One of the paper’s intriguing findings is that the difficulty of the task scales with dispersion, but can be mitigated by training regimes that emphasize multi-turn reasoning and real-world dialogue patterns. This hints at a broader takeaway: if we want AI that can coordinate tools in a real social setting—meeting planning among friends, triaging customer support, or orchestrating a team’s calendar during a sprint—we may need to embrace and simulate messy, distributed communication as a fundamental part of learning, not an afterthought or an add-on.

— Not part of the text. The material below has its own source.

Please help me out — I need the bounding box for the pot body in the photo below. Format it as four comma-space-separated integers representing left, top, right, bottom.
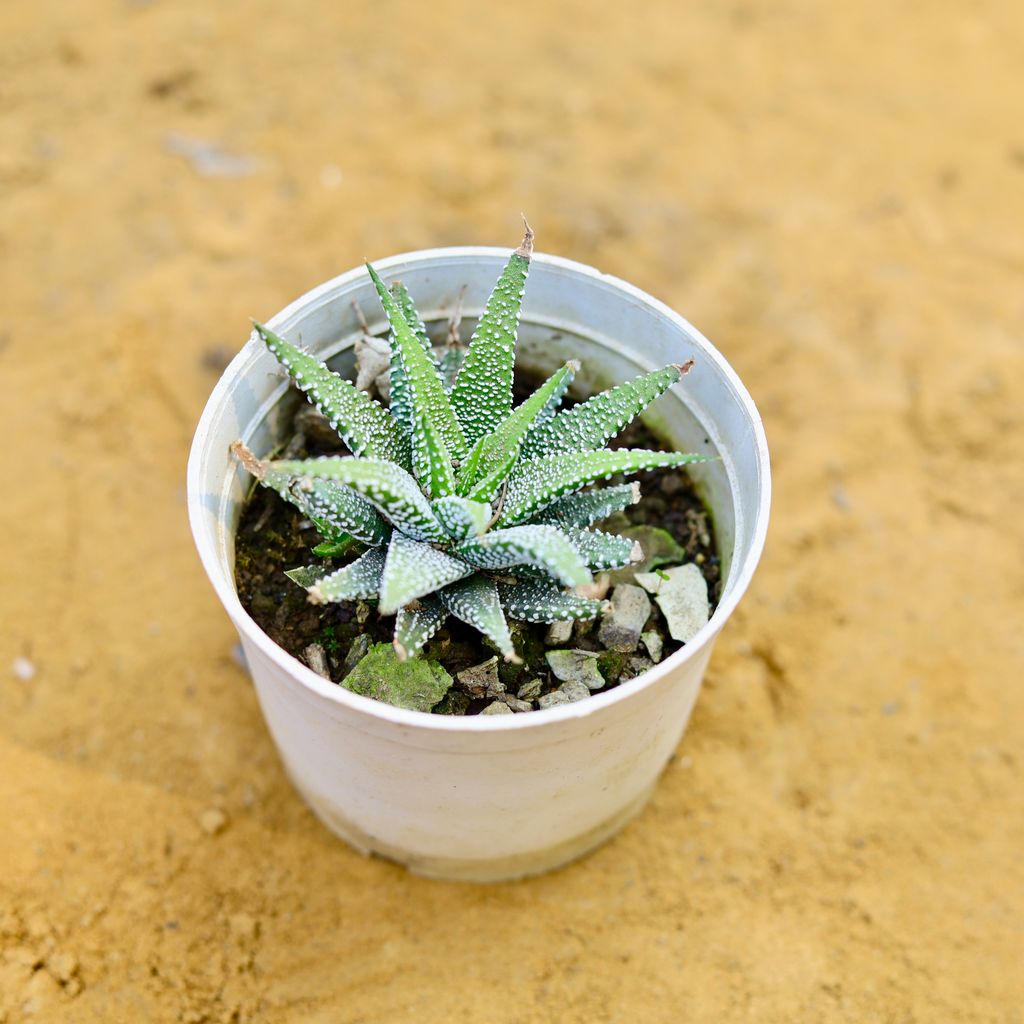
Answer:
188, 248, 770, 881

In terms of benchmarks, DICE-BENCH fills a crucial niche. It explicitly tests multi-round and multi-party dynamics, something many existing datasets only hint at. Its metric, DICE-SCORE, provides a quantitative lens on how hard a given dialogue is for an AI to navigate, independent of sheer token counts. Taken together, the dataset and the score create a feedback loop: as models improve, researchers can design more challenging, more realistic dialogues that push the state of the art toward tools that collaborate with humans in authentic, context-rich ways.
What’s surprising and what’s next
Several surprises surface in the study. For one, the distribution of information across voices and turns is a potent predictor of success, sometimes more telling than total input length. For another, even models with enormous context windows can falter when the essential cues are not co-located in a single turn. That reframes what we should value in model design: not just longer memories, but smarter memory architectures that track dependencies across participants and rounds.
Beyond model architecture, the paper nudges us to rethink how we construct tool ecosystems. If a tool graph underpins multi-round logic, then future AI systems could benefit from explicit, human-readable representations of tool dependencies. This could enable better debugging, explainability, and even human oversight when the AI sequences complex steps across several tools. The authors’ approach—synthetic dialogues guided by a tool graph, enriched by personas, and validated by humans—also suggests a practical blueprint: test AI in scenarios that resemble the messy human world, not sanitized lab tasks.
There are limits, as the authors acknowledge. Long conversations still strain the available token budgets, and some tool-specific models struggle with JSON-format outputs or dynamic turn-taking when the orchestrator’s behavior isn’t perfectly predictable. Still, they’ve opened a path forward: broaden domain coverage, refine evaluation strategies beyond strict formatting, and experiment with orchestrator protocols that better mimic human conversation. The work is already public, with code and data available for researchers who want to push this frontier even further.
In a sense, DICE-BENCH frames a new challenge for AI designers: build systems that aren’t just clever at one-shot prompts or isolated API calls, but that can weave together ideas, voices, and dependencies into coherent, reliable actions after many turns. The researchers at Seoul National University, along with their collaborators, have given the field a map for that journey and a compass to gauge progress as we chart uncharted conversational territory.
The big takeaway is that realism in AI tool use isn’t a one-turn problem; it’s a choreography problem. If your assistant can learn to listen across a group, track what each speaker implies, and plan a sequence of interdependent tool calls, it will feel less like a calculator and more like a capable teammate. DICE-BENCH shows us where the choreography fails today and, more importantly, where it can begin to succeed tomorrow.